A paper published by the Making Caring Common Project reports that 48% of the 10,000 students they surveyed ranked achievement as their top priority, 30% ranked happiness as their top priority, and only 22% ranked caring as their top priority. A full 78% ranked personal achievement or personal happiness above caring! In addition, 60% rescuerthought hard-work more important than kindness. Don’t get me wrong, achievement and hard work are important. But, do we want to raise a generation of people who place achievement and hard work above kindness and caring?

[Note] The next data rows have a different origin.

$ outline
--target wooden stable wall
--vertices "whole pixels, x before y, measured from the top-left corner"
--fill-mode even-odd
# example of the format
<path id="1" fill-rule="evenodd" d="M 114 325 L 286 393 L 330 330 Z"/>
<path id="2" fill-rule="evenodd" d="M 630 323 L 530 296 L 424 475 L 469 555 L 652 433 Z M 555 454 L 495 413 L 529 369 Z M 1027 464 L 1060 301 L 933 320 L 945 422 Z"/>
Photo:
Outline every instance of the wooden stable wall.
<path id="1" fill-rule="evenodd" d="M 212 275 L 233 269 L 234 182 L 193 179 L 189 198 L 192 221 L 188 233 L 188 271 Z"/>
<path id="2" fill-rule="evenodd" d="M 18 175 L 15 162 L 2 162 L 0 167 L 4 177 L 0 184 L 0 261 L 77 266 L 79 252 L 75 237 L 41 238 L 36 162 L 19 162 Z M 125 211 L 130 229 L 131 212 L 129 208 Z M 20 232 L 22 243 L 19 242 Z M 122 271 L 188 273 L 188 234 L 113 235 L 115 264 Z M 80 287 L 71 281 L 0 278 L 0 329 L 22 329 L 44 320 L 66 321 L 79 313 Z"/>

Such a generation would agree with this statement taken from the study: “I’m prouder if I get good grades in my classes than if I’m a caring community member in class and school.” Such a generation will exhibit less empathy, less willingness to help a person in need, and more willingness to cheat for the good grade or promotion. Even more disturbing, the youth in this study seemed to “value caring for others less as they aged.” The older the youth, the more likely they were to prioritize personal happiness above caring and achievement.

 

How has this happened? How have we created a generation more invested in personal happiness and achievement than in developing a kind and caring reputation? Parents and teachers want to raise a generation of kind caring youth; but, our message seems to have been lost in translation somehow. Perhaps our messages about happiness and achievement have “drowned out the messages about caring, ethical behavior. Instead of a steady stream of messages promoting kindness and caring, we are drowning our kids under a steady stream of messages promoting personal happiness and personal achievement. At times, we may communicate this message unknowingly or even with good intention. Nonetheless, we still drown out our children’s caring, ethical desires with words and actions like the following:

  • Harassing the sport’s coach to get our children more play time.
  • Campaigning for our children to get a larger role in the school play.
  • Allowing our children to quit a team activity mid-season without considering their obligation to the team or drop out of an activity because they did not get the part they wanted.
  • Not encouraging our children to reach out to the friendless child, the oddball, or the outcast at school.
  • Allowing our children to talk too much, monopolizing conversation with peers and adults.
  • Allowing our children to “fudge” on the community service experiences they list on their college applications.
  • Writing too much of a child’s paper or doing too much of their project.

 

We could add more to the list, but you get the idea. Our actions often communicate a higher priority on achievement and personal happiness and less of a priority on kindness, thinking about the other person, and caring. If we want to raise a generation of caring, ethical youth, we need to “tweak” the messages we communicate. We need to assure our words and actions reveal a priority of kindness and caring. We need to let our children know one reason we work hard is to gain the resources to help others, including them. We need to communicate, through our words and actions, that kindness, not simply achievement, results in happiness and the greatest achievement is found in connecting with others through caring. We need to accept that parenting is a “moral task…” and it is high time we take that task seriously!